Does our brain become what we feed it? Do we crave silence and stillness for maximum creativity and cognitive function?
Here's a thought, courtesy of Jash Dholani
Let's be mean(ish).
I have a friend whom I had the pleasure of spending lots of time with recently. He's not the sharpest tool in the box, and works a nonsense job—although one that he is convinced is important, so it doesn't technically qualify as a David Graeber-type Bullshit Job.
There isn't much silence in his life; every moment of every day is filled with some sort of noise. If he's not playing a nonsense game on his phone, he's swiping through 5- or 10-second videos on TK or IG. Or else he calls his friends, me, or numerous family members for a brief chat while doing some household chore or walking from the station or running this or that errand.
Summary, dude's never thought hard about anything in his life.
I'm reminded of this scene from Eat Pray Love:
If you clear out all that space in your mind that you’re using right now to obsess about this guy, you’ll have a vacuum there, an open spot – a doorway. And guess what the universe will do with the doorway? It will rush in – God will rush in – and fill you with more love than you ever dreamed. So stop using David to block that door. Let it go.”
It wouldn't occur to him to watch a long-form podcast (#943891) or read a book.
Hanging out recently, then, I also noticed that in some of the more complicated convos we had, he lost the trail after about 10 seconds. If a chain of reasoning lasted for longer than that, or involved more than two or three components, his attention was elsewhere, his interest no longer on me or the ideas I was trying to give voice to.
I draw a direct line from the smartphones (dumb phones?) in our hands and the mindless scrolling they incentivize, and this loss of cognitive ability to reason or think or create.

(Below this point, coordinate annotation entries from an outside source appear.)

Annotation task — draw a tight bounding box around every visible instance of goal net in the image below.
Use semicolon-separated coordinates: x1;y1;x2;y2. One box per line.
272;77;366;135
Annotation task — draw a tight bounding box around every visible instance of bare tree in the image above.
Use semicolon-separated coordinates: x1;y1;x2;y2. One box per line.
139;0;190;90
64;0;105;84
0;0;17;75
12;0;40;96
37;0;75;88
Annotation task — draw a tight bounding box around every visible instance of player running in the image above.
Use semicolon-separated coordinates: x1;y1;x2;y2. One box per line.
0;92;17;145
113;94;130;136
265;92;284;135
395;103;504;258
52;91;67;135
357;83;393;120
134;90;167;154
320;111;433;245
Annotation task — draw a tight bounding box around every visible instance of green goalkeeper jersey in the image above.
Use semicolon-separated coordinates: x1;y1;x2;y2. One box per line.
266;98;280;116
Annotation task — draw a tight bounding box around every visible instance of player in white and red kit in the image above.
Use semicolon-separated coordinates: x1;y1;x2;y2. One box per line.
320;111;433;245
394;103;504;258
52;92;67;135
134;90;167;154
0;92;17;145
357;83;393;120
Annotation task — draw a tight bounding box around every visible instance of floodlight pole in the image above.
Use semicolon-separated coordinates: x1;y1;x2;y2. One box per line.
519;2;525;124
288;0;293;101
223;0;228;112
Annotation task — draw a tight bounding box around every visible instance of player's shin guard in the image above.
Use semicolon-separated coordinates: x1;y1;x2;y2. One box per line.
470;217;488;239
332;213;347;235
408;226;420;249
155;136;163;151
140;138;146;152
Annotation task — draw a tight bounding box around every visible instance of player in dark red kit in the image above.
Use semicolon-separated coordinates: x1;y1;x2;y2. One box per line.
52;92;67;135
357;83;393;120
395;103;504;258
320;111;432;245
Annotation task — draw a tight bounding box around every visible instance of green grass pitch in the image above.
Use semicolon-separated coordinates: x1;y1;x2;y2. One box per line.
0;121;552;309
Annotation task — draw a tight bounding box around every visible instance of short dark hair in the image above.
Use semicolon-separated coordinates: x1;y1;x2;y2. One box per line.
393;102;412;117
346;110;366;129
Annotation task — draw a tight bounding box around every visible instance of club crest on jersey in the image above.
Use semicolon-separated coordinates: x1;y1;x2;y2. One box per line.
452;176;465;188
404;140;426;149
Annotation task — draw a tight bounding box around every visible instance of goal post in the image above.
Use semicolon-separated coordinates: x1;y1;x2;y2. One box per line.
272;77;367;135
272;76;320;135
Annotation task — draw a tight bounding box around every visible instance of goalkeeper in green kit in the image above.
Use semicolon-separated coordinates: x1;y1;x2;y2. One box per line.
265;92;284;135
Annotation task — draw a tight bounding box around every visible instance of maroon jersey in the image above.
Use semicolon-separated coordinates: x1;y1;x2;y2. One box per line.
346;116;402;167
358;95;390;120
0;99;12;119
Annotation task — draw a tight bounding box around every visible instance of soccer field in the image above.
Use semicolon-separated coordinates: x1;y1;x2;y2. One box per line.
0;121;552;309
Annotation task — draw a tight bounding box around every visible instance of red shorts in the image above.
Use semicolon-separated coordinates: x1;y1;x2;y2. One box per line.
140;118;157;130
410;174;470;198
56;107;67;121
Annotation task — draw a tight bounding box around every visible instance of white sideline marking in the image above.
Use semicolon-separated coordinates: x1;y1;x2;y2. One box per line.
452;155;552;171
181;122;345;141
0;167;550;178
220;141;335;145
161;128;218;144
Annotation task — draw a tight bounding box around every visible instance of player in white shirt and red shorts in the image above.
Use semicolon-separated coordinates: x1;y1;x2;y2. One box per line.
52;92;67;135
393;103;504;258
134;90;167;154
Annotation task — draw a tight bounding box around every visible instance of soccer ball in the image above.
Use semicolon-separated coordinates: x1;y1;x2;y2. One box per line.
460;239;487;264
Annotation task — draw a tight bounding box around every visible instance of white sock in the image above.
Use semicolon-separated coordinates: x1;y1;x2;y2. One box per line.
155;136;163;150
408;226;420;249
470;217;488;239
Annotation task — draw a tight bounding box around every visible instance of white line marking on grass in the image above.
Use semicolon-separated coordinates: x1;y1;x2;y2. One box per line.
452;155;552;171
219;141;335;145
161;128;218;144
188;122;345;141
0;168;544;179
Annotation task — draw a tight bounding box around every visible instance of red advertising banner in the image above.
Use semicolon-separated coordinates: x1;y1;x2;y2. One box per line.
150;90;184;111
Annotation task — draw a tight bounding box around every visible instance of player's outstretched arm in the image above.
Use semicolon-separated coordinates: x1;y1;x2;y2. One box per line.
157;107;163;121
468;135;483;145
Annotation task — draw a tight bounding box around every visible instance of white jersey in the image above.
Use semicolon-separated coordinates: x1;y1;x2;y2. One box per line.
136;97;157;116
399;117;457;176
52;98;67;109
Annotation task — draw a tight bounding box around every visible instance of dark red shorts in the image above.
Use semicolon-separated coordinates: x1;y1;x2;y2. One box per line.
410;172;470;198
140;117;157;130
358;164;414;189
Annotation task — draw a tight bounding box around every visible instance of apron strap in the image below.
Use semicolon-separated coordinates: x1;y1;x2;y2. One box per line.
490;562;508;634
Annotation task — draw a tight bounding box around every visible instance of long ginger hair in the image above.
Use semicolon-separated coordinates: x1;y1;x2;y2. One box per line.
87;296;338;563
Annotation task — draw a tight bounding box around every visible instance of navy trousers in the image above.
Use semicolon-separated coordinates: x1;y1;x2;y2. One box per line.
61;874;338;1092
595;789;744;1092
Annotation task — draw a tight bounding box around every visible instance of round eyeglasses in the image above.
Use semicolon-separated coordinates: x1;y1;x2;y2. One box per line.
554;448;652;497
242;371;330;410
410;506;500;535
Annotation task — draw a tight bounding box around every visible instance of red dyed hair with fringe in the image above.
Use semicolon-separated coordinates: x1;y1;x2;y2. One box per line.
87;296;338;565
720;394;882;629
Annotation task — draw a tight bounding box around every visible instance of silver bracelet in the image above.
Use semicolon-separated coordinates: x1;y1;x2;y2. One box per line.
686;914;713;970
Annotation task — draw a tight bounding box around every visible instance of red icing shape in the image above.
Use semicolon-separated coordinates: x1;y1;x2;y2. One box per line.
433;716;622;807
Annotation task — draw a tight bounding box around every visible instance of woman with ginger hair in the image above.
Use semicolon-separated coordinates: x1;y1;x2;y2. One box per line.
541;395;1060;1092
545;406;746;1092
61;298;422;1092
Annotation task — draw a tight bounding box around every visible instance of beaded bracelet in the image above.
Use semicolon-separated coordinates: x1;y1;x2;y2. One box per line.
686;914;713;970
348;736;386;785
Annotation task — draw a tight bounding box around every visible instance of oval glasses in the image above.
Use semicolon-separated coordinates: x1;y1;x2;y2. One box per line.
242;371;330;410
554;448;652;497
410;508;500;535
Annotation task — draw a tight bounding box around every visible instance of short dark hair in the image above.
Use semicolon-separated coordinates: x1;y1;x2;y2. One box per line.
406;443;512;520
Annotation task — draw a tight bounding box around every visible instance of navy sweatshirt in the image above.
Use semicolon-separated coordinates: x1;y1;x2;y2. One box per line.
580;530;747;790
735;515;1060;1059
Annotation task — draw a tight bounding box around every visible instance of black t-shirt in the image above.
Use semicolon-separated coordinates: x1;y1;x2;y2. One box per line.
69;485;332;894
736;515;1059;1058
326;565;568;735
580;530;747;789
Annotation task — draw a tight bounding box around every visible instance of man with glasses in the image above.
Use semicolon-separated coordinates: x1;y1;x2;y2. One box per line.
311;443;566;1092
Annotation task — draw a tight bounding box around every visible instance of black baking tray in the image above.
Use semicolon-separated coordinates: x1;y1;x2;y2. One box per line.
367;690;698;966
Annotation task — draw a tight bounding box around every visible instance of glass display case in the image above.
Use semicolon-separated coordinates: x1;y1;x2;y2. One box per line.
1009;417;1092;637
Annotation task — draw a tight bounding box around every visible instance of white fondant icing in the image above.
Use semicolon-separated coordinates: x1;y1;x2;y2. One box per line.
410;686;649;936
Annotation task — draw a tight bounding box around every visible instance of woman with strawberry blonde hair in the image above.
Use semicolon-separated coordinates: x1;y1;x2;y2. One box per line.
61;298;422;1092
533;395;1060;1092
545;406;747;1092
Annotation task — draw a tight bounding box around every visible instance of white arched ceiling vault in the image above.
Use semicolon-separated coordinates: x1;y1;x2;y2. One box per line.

As if on cue, a group of us (6-7 peeps) sat around waiting to leave and the conversation dried up. One by one the others took out their phones and started scrolling. I looked at them, one after the other, and then saw my friend doing the same thing. The addiction, instant-dopamine-feedback from a flashy screen, re-asserted itself. You know, you can just sit in peace; let stillness fill you; be with the universe. But eh, why bother... there are new cat videos every five seconds
Whatcha think, Stackers? Do we become what we feed our minds, do we train ourselves to only consume 10-second segments of information at a time? If so, have our tech superiority made us the dumbest generation yet?